Place History: How an L.A. bookshop became the house bar of a literary golden age

A black-and-white photo of a restaurant interior, with white-tableclothed tables and booths, Gothic wood paneling and beams
The New Room inside Musso & Frank’s Grill in 1955, which took over the area as soon as occupied by Stanley Rose’s bookshop.
(Musso & Frank’s Grill)

This story is a part of Lit Metropolis, our complete information to the literary geography of Los Angeles.

Raymond Chandler used it because the mannequin for Arthur Geiger’s bookstore in his 1939 debut novel, “The Huge Sleep.” Edmund Wilson took the title of “The Boys within the Again Room” — his 1941 research of California authors James M. Cain, John O’Hara, John Steinbeck, William Saroyan and F. Scott Fitzgerald — from the clubhouse within the rear. Budd Schulberg known as it “the closest factor to a Left Financial institution we had on the market.” For all of them, in addition to different writers in Los Angeles throughout the Nineteen Thirties, the Stanley Rose E book Store, situated at 6661½ Hollywood Blvd., subsequent door to Musso & Frank, was each gathering area and watering gap, a house away from dwelling.

Rose was, by all accounts, an unlikely littérateur: a rough-hewn Texan who, in keeping with Jay Martin’s “Nathanael West: The Artwork of His Life,” “had not gone past the fourth grade and had not realized to learn till he was wounded in World Struggle I.” In 1928, as a accomplice within the aptly named Satyr, one other Hollywood bookshop, Rose spent 60 days in jail after being convicted of pirating Stylish Sale’s salacious novel “The Specialist.” He opened his eponymous retailer in 1935 with monetary help from crusading journalist Carey McWilliams and have become Saroyan’s agent. He was additionally a smooth contact who, as Martin writes, “beloved writers, lent them cash, allow them to signal his title at Musso & Frank’s.” Such profligacy in the end led to the store’s demise in 1939.

All through its quick life, nonetheless, the Stanley Rose E book Store turned nothing lower than a Southern California cultural middle, not least due to its again room. Writers together with Saroyan, Schulberg and Fitzgerald, in addition to William Faulkner, Dorothy Parker, Horace McCoy, John Fante, Erskine Caldwell and John O’Hara, drank and talked and fought there. West and Rose turned shut associates. The room was additionally used as a gallery; Rose gave artists resembling Paul Klee, Alexander Calder and Henry Moore their earliest California exhibits. Particularly at a time when Los Angeles was thought to be provincial — “I've the very best author on the planet — for peanuts,” Jack Warner as soon as boasted of Faulkner, beneath contract for $300 per week — Rose, like his up to date, bookseller and writer Jake Zeitlin, noticed the place by means of the lens of its aesthetics. It was a radical and groundbreaking transfer.
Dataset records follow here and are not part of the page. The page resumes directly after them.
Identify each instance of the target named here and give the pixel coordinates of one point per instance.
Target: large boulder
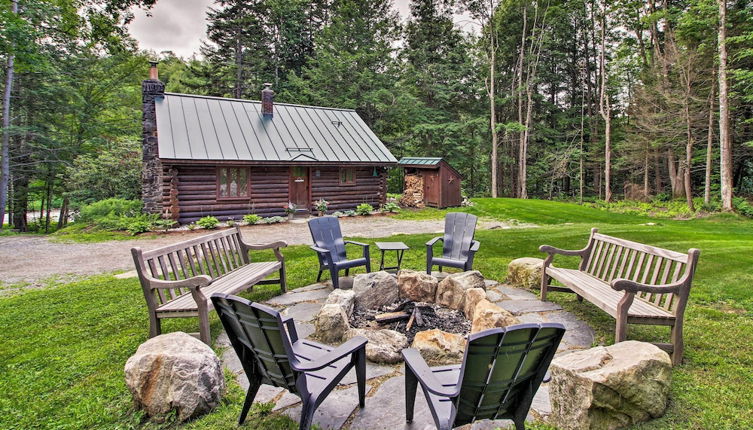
(438, 347)
(472, 297)
(344, 298)
(451, 290)
(384, 345)
(487, 315)
(374, 290)
(177, 372)
(525, 272)
(609, 387)
(417, 286)
(331, 323)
After the bookstore shut down, its area was taken over by Musso & Frank, which constructed the so-called New Room on the positioning in 1954. That eating room options the bar and different fixtures from the restaurant’s personal Again Room, which had been a personal area for actors and different artists, together with many members of Rose’s coterie. A 2019 LAist piece cites Kevin Starr, who in “Materials Goals: Southern California Via the Nineteen Twenties” noticed: “The bookshop and the bar operated along with very good synergy.” That that is what bookstores and bars accomplish that usually is solely the purpose. Whether it is now not a lot remembered, then, the Stanley Rose E book Store lingers as a touchstone — or higher but, a template of Los Angeles literary life.

Ulin is the previous guide editor and guide critic of The Occasions.